SQL Skills to Access Hadoop and NoSQL

Oracle simplifies access to enterprise big data by combining relational and non-relational technologies into a single architecture, using SQL, the industry-standard language for accessing data. By extending SQL across the entire enterprise data infrastructure, organizations can use existing SQL skills to uncover and analyze all data. In addition, according to Oracle, integration with Oracle engineered systems for data management offers fast deployment and a low total cost of ownership for Hadoop, relational, and NoSQL data, and allows customers to secure data insights immediately.

Data Security

With Oracle Big Data SQL, customers can now apply existing security policies to data in Hadoop and NoSQL, extending enterprise governance and security for sensitive and regulated data in the enterprise.

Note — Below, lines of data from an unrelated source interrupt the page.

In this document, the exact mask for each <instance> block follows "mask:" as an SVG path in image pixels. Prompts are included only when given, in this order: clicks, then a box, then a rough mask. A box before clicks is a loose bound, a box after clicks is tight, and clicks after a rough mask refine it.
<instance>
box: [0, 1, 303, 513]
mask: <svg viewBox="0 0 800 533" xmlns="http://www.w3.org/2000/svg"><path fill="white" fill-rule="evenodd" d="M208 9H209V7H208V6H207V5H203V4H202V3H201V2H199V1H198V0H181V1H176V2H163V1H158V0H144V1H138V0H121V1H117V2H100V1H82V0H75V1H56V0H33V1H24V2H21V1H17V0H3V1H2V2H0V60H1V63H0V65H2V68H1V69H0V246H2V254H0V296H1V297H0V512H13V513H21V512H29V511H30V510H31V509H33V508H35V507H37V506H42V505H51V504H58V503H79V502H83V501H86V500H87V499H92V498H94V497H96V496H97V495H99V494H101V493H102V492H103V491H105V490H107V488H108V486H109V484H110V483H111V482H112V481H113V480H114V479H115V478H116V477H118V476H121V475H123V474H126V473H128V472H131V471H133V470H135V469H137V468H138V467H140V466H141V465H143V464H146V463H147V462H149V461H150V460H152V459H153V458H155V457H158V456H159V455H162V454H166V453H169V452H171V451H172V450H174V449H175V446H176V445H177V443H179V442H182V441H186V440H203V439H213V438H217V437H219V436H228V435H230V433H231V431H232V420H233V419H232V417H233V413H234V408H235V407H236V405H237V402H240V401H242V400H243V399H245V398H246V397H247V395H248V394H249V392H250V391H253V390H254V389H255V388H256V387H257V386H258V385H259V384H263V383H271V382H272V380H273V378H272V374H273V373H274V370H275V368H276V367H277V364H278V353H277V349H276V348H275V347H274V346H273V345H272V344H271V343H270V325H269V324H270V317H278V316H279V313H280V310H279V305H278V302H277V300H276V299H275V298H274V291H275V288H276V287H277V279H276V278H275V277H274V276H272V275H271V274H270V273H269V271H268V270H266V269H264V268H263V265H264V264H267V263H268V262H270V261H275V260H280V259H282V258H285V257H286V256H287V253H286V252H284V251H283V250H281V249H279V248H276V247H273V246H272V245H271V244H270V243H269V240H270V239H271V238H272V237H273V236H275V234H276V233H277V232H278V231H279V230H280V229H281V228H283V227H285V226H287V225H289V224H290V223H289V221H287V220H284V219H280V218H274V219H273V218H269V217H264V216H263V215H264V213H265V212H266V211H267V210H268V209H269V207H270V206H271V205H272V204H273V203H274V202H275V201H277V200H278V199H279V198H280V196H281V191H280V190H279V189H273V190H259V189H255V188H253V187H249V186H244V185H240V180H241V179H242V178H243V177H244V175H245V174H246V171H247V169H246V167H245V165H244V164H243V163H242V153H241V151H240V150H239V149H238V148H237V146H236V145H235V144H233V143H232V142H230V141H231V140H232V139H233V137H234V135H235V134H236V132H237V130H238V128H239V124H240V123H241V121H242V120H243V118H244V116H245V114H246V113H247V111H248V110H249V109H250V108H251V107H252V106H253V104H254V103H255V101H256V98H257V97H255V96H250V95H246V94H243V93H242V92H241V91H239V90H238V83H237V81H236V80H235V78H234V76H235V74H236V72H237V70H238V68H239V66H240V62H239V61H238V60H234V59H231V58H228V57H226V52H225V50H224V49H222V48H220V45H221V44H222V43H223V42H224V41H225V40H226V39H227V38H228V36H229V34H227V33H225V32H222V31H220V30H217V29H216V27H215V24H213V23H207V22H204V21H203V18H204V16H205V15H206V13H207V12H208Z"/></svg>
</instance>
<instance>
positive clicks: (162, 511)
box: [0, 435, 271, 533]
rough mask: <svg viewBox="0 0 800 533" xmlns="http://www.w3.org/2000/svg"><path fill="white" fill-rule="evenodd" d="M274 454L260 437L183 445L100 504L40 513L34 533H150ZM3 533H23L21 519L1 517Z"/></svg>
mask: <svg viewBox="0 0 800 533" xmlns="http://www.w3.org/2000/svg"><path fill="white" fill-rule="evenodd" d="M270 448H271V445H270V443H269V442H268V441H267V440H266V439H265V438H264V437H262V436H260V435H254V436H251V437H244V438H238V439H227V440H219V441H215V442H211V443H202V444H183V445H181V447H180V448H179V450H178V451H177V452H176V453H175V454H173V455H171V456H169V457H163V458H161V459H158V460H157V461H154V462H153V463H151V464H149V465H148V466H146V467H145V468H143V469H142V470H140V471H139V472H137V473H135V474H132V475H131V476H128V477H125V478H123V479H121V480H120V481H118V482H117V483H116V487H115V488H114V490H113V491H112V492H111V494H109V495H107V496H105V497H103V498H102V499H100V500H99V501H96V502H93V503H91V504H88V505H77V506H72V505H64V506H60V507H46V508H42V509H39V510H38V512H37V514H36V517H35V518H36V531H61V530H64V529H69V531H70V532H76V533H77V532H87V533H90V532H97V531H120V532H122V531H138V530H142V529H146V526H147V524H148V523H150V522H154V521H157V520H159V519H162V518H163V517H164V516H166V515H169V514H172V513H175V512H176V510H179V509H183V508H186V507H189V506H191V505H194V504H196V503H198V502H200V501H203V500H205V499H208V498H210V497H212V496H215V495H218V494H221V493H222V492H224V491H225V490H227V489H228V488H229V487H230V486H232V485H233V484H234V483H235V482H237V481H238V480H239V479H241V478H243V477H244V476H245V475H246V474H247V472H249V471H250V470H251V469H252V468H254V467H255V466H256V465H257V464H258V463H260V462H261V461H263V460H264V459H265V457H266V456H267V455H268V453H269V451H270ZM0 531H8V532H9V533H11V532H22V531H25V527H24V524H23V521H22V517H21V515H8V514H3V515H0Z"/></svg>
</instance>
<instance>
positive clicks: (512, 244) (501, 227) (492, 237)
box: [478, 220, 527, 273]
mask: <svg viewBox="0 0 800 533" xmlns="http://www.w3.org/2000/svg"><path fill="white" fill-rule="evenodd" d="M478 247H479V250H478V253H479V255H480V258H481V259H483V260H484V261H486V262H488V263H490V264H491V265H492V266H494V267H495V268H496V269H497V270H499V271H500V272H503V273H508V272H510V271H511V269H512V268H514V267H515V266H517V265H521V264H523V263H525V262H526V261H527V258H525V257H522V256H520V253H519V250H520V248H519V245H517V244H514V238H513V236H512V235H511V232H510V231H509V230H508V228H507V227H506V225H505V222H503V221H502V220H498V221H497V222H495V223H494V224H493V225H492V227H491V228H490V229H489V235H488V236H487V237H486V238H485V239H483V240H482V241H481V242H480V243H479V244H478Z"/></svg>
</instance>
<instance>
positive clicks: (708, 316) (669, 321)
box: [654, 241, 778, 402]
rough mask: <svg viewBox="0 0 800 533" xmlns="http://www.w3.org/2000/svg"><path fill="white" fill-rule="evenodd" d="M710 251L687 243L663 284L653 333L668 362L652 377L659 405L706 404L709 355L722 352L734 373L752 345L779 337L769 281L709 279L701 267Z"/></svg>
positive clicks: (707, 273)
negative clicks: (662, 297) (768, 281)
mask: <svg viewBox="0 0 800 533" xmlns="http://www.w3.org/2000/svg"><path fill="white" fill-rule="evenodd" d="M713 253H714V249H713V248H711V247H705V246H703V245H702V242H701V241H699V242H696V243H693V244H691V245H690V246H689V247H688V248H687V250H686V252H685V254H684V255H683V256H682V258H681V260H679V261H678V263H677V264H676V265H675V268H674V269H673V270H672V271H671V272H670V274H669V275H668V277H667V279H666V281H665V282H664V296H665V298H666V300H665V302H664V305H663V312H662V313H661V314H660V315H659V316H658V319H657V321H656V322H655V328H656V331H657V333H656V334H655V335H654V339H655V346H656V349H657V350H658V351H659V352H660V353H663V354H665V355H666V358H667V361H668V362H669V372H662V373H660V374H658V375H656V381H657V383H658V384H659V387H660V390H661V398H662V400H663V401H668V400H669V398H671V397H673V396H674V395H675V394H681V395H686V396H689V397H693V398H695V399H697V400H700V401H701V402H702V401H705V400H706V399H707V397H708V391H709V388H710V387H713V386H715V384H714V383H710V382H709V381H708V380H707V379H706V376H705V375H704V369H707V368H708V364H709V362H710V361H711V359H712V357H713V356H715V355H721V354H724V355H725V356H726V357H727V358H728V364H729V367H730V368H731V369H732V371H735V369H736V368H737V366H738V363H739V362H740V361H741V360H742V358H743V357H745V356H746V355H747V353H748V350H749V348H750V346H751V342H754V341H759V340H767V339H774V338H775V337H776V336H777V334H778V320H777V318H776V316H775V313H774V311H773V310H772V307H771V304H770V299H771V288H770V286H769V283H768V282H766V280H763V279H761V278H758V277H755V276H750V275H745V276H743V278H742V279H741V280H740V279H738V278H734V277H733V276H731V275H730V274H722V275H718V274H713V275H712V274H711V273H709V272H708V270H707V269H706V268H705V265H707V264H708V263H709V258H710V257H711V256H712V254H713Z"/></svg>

Oracle Big Data Appliance includes comprehensive data encryption capabilities for protecting data privacy and meeting regulatory requirements. With data at rest and network encryption capabilities, sensitive and regulated information stored on Oracle Big Data Appliance is protected against theft and unauthorized access. Oracle Big Data Appliance also includes enterprise-grade authentication (Kerberos), authorization (LDAP and Apache Sentry project), and auditing (Oracle Audit Vault and Database Firewall) that can be automatically set up on installation, greatly simplifying the process of hardening Hadoop.

To ensure organizations can maintain data governance across big data, Oracle Big Data SQL extends the advanced security capabilities of Oracle Database to Hadoop and NoSQL data. With Oracle Big Data SQL, customers can take advantage of proven Oracle Database security solutions for data redaction, privilege analysis, and strong controls that limit privileged user access to data.